Este é o segundo ano de formação do projeto Meio no Meio, uma iniciativa da Artemrede para promover a capacitação, a criação de oportunidades de aprendizagem e a cidadania e construir espaços de socialização e de partilha entre diferentes gerações e geografias. Com a direção artística do coreógrafo Victor Hugo Pontes, trabalha com grupos intergeracionais em quatro territórios da Área Metropolitana de Lisboa (Moita, Barreiro, Almada e Marvila), envolvendo jovens entre os 16 e os 25 anos e adultos com mais de 45, em situação de vulnerabilidade social.

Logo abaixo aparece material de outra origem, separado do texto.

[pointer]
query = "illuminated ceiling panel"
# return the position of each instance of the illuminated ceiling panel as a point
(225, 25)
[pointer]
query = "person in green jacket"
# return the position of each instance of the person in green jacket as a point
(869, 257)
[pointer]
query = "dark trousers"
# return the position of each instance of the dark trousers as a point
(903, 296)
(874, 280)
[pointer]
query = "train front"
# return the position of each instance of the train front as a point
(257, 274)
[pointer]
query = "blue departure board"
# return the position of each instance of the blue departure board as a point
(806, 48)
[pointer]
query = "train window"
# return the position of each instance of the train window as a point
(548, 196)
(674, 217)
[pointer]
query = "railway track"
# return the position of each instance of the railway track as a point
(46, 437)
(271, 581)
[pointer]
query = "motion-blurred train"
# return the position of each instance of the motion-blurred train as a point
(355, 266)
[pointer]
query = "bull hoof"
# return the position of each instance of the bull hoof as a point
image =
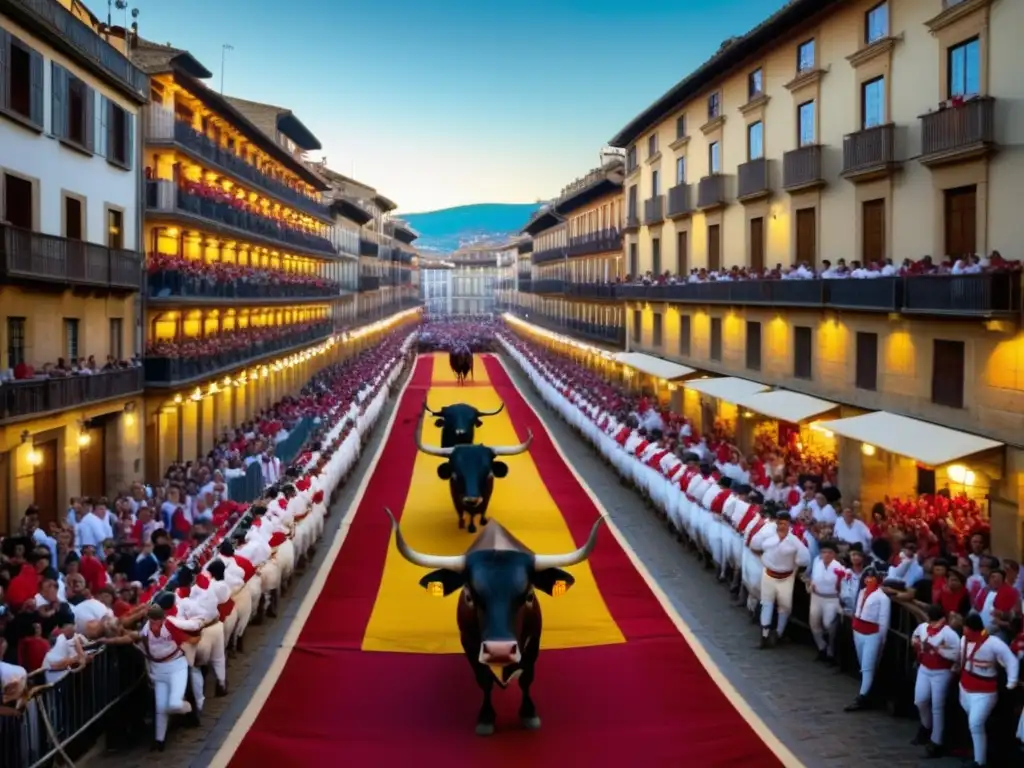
(484, 729)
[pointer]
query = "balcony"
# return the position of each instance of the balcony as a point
(802, 169)
(752, 180)
(549, 255)
(653, 210)
(956, 133)
(36, 257)
(167, 372)
(603, 241)
(163, 127)
(869, 154)
(164, 197)
(173, 287)
(679, 202)
(711, 193)
(31, 397)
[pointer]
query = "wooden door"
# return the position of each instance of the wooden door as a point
(872, 244)
(714, 247)
(961, 221)
(44, 482)
(757, 244)
(807, 237)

Interrompido o núcleo de formação, foi o momento de decidir como reagir ao período que se avizinhava. Desde logo, Victor Hugo Pontes explica que houve “uma vontade de atuar no momento”, dado que “apesar de as pessoas estarem todas em casa seria também um momento em que necessitariam de ter algum acompanhamento, de estarmos juntos de alguma forma, de criar alguma continuidade e ligação ao trabalho que tinha vindo a ser feito”.
Sem outra opção senão recorrer às soluções virtuais, o Zoom passou a ser a plataforma de eleição para promover os encontros e dar seguimento ao projeto. A primeira consequência deste “novo normal” foi a desconstrução da ideia de território: de repente, todos os participantes das diferentes áreas em que o projeto opera estavam juntos em sessões semanais aglutinadoras, a partir das suas casas.

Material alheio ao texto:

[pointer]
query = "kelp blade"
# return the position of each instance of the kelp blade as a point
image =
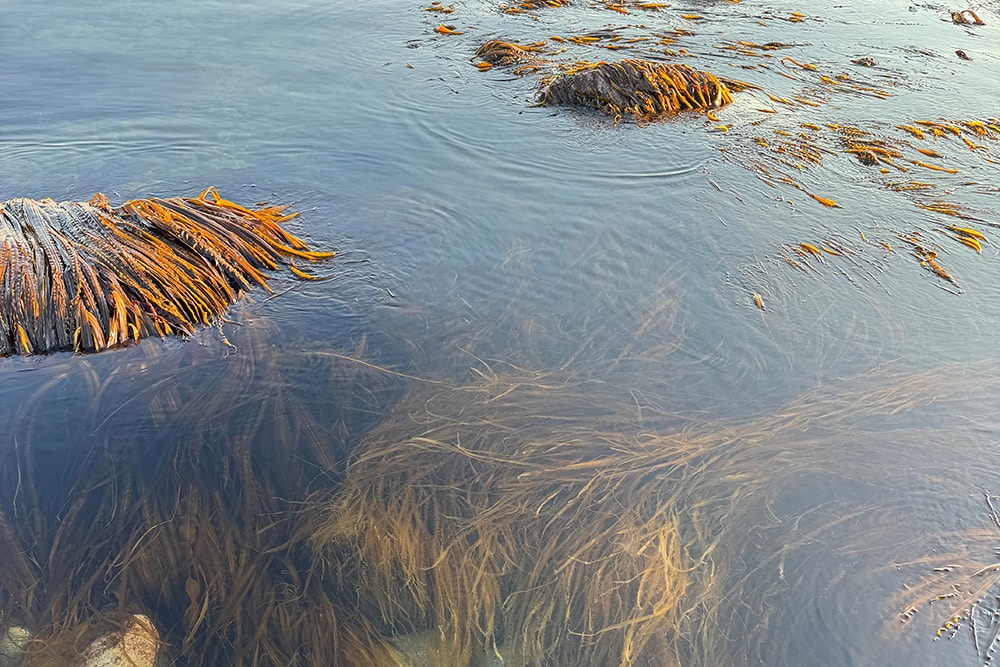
(88, 276)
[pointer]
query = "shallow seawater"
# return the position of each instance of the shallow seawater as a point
(477, 230)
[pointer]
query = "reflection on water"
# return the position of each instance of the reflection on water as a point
(642, 465)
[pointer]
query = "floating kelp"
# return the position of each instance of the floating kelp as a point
(639, 88)
(89, 276)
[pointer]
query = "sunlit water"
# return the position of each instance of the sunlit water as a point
(459, 207)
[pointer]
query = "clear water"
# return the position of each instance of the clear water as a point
(455, 204)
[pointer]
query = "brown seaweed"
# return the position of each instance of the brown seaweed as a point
(638, 88)
(89, 276)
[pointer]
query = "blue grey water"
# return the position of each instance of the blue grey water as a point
(454, 203)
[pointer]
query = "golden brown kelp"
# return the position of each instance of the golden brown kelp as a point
(639, 88)
(189, 519)
(88, 276)
(528, 515)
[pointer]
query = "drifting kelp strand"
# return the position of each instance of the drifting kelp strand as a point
(88, 276)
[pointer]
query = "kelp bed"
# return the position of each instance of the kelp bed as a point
(545, 517)
(790, 128)
(89, 276)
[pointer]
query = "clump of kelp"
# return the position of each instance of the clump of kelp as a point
(191, 518)
(552, 517)
(89, 276)
(639, 88)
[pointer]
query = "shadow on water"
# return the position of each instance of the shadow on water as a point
(504, 513)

Depois, veio a questão dos conteúdos a desenvolver nestas sessões. “Não quisemos de forma nenhuma dar continuidade às formações usando a plataforma Zoom, não foi esse o objetivo: foi criar outros desafios durante este período de quarentena”, esclarece o diretor artístico.
Cláudia Hortêncio, gestora de projetos da Artemrede, descreve este momento como “um processo de avanços e recuos, de tentativas”. Por exemplo: inicialmente eram lançados desafios nos encontros para desenvolver ao longo da semana. Depois, concluíram que este método “soava muito a trabalhos de casa” e, para não assoberbar mais as pessoas com tarefas, optaram por propor atividades que se pudessem fazer em direto nos encontros online.
Em média, cerca de 15 pessoas participavam nestes encontros e atividades, dirigidas pelos mediadores de cada área artística do projeto que se disponibilizaram para conduzir as sessões: cinema, artes visuais, teatro e dança.
“Esta coisa do colocar-me no lugar do outro”
Apesar de não existir um tema comum para a atividades desenvolvidas ao longo dos meses de quarentena, Victor Hugo refere que “aconteceu uma coisa curiosa que foi o estar no lugar do outro, eu pôr-me no lugar do outro”, por exemplo através de exercícios de desenho ou fotografia em que se pedia que retratassem outra pessoa.
Ana Sofia Pinto, do Barreiro, foi a participante mais regular nestas sessões, e destaca precisamente a possibilidade de conhecer membros do projeto de outras zonas com que normalmente não se cruzaria. “Esta distância aproximou-nos e passámos a conhecer-nos de outra forma, coisas que se calhar não iríamos conhecer se tivéssemos continuado ao vivo e a cores”.
Apesar de considerar todas as formações “uma mais-valia”, o exercício da fotografia foi o que mais a marcou: cada um enviou uma fotografia sua com pelo menos metade da idade atual, que outro colega foi desafiado a reproduzir. Os resultados são surpreendentes.
Rapidamente ficou claro que a empreitada de dar continuidade ao projeto à distância seria um desafio, a começar pelo facto de nem todos os participantes terem a mesma facilidade de acesso às plataformas digitais – consequência direta da diferença geracional e também das condições materiais e económicas de cada família. Cláudia Hortêncio recorda o exemplo de “uma participante que não tinha de todo Internet, nem forma de aceder, e ia para casa de uma amiga”, mas também outras “situações muito sensíveis” de isolamento ou depressão, em que sentiram que “era absolutamente fundamental não desistir destas pessoas”.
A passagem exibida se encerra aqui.